Use computer vision to extract data from the construction site for post analysis and use the collected data to identify and understad productivities bottle improving decision making efforts. By doing so it could be possible to transfer the lessons learn in past projects and try to predict how future activities could perform. Seeking to create over time a system that checks if a schedule is realistic or not. Making suggestions to reschedule activities improve the probability of success.

SYSTEM ARCHITECTURE

STATE OF THE ART

Doxel.ai

Doxel is a progress tracking solution that it already exist on marker helping teams to comunicate the status of the project on site using hard data. Doxel helps simplifying the complexity of decision making by integrating data anayltics, enableling a quick response keeping the project on budget and on shcedule.

The companie uses a combination of reality capture technolody and artificial intelligence to track progress on site. Using 3D lidar scanners and 360 cameras to capture data waltinkg through construction site. Once the data is collected AI algorithms analyze the data and compare it with the project BIM model looking for elements that are placed or not and if they are installed the next question answered is if it’s correctly installed.

Based on this anaysis, doxel generates progress dashboard and alerts. In this dashboard the user can see the status of the project making it easy to identify what’s on schedule and what’s not.

Real-Time Construction Progress Monitoring Framework levering Semantic SLAM

The paper introduces a real-time construction progress monitoring framework using Semantic SLAM (Simultaneous Localization and Mapping) integrated with robotic systems. The proposed system enables efficient identification and monitoring of structural components during on-site inspections by leveraging advanced deep learning models for semantic segmentation. The framework aligns real-time collected point cloud data with 4D BIM models to evaluate construction progress dynamically. It aims to mitigate delays and rework by automating data collection and real-time analysis, enhancing construction project efficiency.

Key Points

1. Develop a framework for automated real-time progress monitoring. 

2. Use Semantic SLAM to enable simultaneous navigation, mapping, and semantic labeling of site components.

3. Compare site data with 4D BIM schedules to track progress and visualize updates. 

4. Reduce project delays by identifying and addressing critical issues early.

EXPERIMENT SET-UP

In order to start learning how to extract data from the construction site first complexity needs to be reduced.
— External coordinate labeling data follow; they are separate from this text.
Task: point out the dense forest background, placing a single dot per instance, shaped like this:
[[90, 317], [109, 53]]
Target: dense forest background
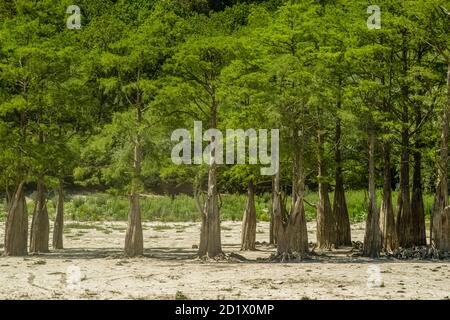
[[358, 108]]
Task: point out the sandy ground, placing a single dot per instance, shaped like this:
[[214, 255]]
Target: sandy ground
[[92, 267]]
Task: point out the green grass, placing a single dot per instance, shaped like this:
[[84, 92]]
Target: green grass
[[105, 207]]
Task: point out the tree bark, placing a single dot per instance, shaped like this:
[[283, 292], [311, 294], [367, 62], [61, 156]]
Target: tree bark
[[326, 224], [417, 205], [340, 211], [249, 221], [16, 227], [272, 235], [372, 237], [290, 230], [387, 220], [134, 244], [40, 223], [58, 227], [441, 215], [210, 239], [404, 215]]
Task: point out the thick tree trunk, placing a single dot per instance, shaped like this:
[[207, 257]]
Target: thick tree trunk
[[441, 215], [40, 223], [249, 221], [326, 224], [404, 215], [16, 227], [134, 244], [340, 211], [387, 220], [290, 230], [297, 230], [272, 235], [372, 237], [58, 227], [417, 205], [210, 239]]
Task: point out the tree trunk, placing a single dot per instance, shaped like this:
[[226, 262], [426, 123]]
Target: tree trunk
[[441, 216], [40, 223], [404, 215], [326, 224], [387, 220], [297, 222], [16, 227], [290, 230], [340, 211], [134, 244], [249, 221], [417, 205], [372, 237], [272, 235], [210, 239], [58, 227]]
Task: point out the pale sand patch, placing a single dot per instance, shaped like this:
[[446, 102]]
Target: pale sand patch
[[168, 267]]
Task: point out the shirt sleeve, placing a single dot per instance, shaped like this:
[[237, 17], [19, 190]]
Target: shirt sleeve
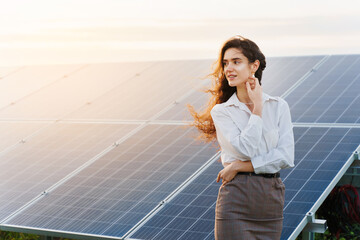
[[234, 140], [283, 155]]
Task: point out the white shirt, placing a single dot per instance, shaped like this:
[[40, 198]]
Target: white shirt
[[267, 141]]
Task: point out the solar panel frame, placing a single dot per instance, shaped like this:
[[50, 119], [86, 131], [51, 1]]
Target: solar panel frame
[[132, 194]]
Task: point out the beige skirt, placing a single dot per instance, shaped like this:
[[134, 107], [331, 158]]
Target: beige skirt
[[250, 207]]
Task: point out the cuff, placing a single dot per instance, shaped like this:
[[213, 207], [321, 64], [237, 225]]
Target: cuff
[[258, 164]]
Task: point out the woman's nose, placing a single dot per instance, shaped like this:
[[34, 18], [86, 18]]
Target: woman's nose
[[229, 67]]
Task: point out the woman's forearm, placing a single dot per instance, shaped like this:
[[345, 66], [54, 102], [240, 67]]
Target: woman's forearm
[[242, 166]]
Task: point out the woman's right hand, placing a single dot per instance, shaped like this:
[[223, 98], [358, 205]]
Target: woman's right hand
[[255, 95]]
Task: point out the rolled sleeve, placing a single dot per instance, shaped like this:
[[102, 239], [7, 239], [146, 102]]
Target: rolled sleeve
[[283, 155], [232, 139]]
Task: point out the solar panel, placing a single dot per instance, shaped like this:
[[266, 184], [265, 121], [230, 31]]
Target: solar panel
[[110, 196], [279, 75], [330, 94], [49, 156], [13, 133], [72, 91], [191, 214], [6, 71], [157, 182], [148, 94], [22, 81]]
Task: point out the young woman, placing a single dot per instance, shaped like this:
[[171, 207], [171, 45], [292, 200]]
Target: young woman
[[255, 133]]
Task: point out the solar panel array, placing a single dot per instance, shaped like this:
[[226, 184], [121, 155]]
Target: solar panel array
[[105, 150]]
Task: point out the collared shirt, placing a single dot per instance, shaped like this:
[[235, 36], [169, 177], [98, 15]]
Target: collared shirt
[[267, 141]]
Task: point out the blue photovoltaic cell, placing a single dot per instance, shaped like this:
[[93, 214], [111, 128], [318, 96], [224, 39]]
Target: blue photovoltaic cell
[[13, 133], [330, 94], [279, 75], [110, 196], [190, 215], [114, 193], [40, 161], [50, 92], [148, 93]]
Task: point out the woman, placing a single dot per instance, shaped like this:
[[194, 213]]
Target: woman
[[254, 131]]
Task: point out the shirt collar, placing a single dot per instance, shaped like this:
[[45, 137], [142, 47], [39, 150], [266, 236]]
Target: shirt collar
[[233, 100]]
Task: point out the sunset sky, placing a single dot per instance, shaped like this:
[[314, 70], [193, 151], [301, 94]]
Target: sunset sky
[[36, 32]]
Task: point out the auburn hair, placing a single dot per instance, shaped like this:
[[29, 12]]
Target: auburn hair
[[220, 90]]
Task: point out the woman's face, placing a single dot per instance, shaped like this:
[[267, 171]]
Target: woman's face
[[236, 67]]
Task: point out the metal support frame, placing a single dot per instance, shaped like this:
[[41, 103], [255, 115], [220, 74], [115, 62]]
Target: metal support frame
[[313, 226], [354, 169], [308, 234]]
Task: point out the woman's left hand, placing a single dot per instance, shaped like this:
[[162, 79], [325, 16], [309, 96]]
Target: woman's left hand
[[227, 174]]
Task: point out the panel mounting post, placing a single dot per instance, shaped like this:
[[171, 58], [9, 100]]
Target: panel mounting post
[[313, 226]]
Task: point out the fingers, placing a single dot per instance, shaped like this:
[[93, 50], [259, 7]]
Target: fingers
[[248, 86]]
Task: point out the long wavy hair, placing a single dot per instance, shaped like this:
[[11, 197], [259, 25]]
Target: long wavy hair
[[220, 90]]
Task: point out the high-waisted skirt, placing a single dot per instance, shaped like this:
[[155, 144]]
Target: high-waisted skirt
[[250, 207]]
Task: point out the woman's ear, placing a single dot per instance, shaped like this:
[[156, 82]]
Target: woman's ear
[[255, 65]]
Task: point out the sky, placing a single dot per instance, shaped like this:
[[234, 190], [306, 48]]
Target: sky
[[34, 32]]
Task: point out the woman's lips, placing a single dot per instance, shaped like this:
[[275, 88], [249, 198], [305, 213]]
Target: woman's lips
[[231, 77]]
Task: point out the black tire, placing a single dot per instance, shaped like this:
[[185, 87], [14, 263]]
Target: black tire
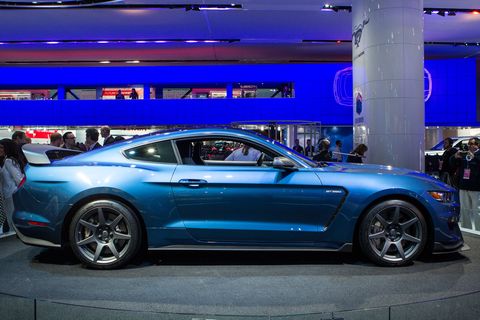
[[105, 234], [393, 233]]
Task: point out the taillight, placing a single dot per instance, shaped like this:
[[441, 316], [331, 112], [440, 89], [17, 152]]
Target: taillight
[[22, 182]]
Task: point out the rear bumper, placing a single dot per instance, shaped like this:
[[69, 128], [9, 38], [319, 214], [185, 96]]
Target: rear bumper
[[440, 248]]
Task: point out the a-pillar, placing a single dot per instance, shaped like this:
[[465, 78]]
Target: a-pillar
[[229, 90], [388, 81], [146, 92], [61, 93]]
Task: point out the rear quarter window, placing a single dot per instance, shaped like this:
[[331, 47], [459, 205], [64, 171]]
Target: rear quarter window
[[154, 152]]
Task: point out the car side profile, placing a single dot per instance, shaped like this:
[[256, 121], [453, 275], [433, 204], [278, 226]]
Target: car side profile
[[178, 190]]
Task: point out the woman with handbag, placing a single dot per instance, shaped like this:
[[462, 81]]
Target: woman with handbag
[[11, 174]]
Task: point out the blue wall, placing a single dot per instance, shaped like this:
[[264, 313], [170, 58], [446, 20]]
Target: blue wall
[[453, 100]]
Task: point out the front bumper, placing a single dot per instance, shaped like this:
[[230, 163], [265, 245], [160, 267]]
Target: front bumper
[[440, 248]]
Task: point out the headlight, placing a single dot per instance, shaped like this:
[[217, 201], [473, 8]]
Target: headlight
[[441, 196]]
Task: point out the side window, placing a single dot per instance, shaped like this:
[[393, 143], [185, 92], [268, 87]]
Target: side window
[[463, 145], [154, 152], [223, 151]]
For this a predictible geometry is being used to extract data. The construction of a jenga tower is a perfect scenario. A series of random assembly sequence are being created to test the tracking system. The workspace is a flat surface with a 10 mm grid background for placing elements reference. In order to visualize and track the location of a physical object ArUco Markers are beeing placed in a specific location.

RESULTS

We start collecting data by running the workflow multimple times with diffetrent assembly sequence. This workflow tracks if a physical object is in a projected location.